Ausgedehnte Essenspausen über 16 Stunden sind gesund, ist ETH-Molekularbiologe Markus Stoffel überzeugt. Fehlt nämlich die Nahrung, wird dadurch im Hirn ein Steuerungseiweiss (Foxa2) aktiv, das eine anregende Wirkung hat. Und dies steigert nicht nur die körperliche Aktivität sondern auch die geistige Aufmerksamkeit.
Das Fasten imitieren
Ein Problem bleibt: Nur wenige Menschen können oder wollen ganze Mahlzeiten auslassen oder sogar Fastentage oder -wochen einschieben. ETH-Professor Markus Stoffel musste einmal eine Studie abbrechen, weil es den Probanden zu schwer fiel, nur zwei- statt dreimal täglich zu essen. Auch Ärzte und Ernährungsberaterinnen wissen, wie schwer es Menschen fällt, die Ernährung umzustellen – besonders jenen, die am meisten davon profitieren würden.
Altersforscher und Biologe Valter Longo versucht dieses Problem mit einer fasten-imitierenden Diät zu umgehen: Statt vollständig auf die Nahrungszufuhr zu verzichten, muss dabei die Kalorienaufnahme auf täglich 800 bis 1100 Kalorien beschränkt werden, und dies während mindestens fünf Tagen. Das habe die gleichen positiven Effekte auf die Gesundheit wie Vollfasten, erklärt er gegenüber «Puls». Zudem habe sich bei zwei ersten Studien mit Menschen gezeigt, dass nur wenige dieses eingeschränkte Essensregime nicht durchhalten konnten.
Die zweite grössere Studie ist bereits abgeschlossen, aber noch nicht publiziert. Valter Longo aber ist zuversichtlich, dass mit einer fasten-imitierenden Diät viel mehr Menschen von den positiven Wirkungen des Fastens profitieren könnten als bisher. Mindestens ein- bis zweimal im Jahr müsste man sich einer solchen Diät unterziehen, um eine präventive oder heilsame Wirkung zu erzielen.
Schulmedizin wartet auf grössere Studien
Ärzte wie Philipp Schütz, Endokrinologe am Kantonsspital Aarau, würden ihren Patienten trotzdem noch keine Fastenkur empfehlen. Die vorliegenden Studien seien zwar vielversprechend, die Resultate müssten aber zuerst durch weitere klinische Studien an Patienten mit mehr Versuchspersonen bestätigt werden, sagt der Stoffwechselspezialist.
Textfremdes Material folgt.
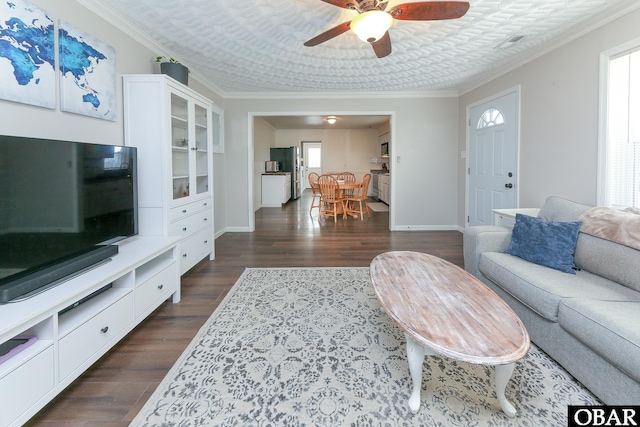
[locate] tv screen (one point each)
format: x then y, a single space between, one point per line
61 202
Zudem weist er darauf hin, dass Menschen mit chronischen Erkrankungen, Risiko für Gicht oder solche, die dauerhaft Medikamente einnehmen (zum Beispiel gegen Diabetes), nicht fasten sollten, ohne sich zuerst mit ihrem Arzt abzusprechen. Für gesunde Menschen sei kurzzeitiges Fasten hingegen gesundheitlich weniger bedenklich, so Schütz.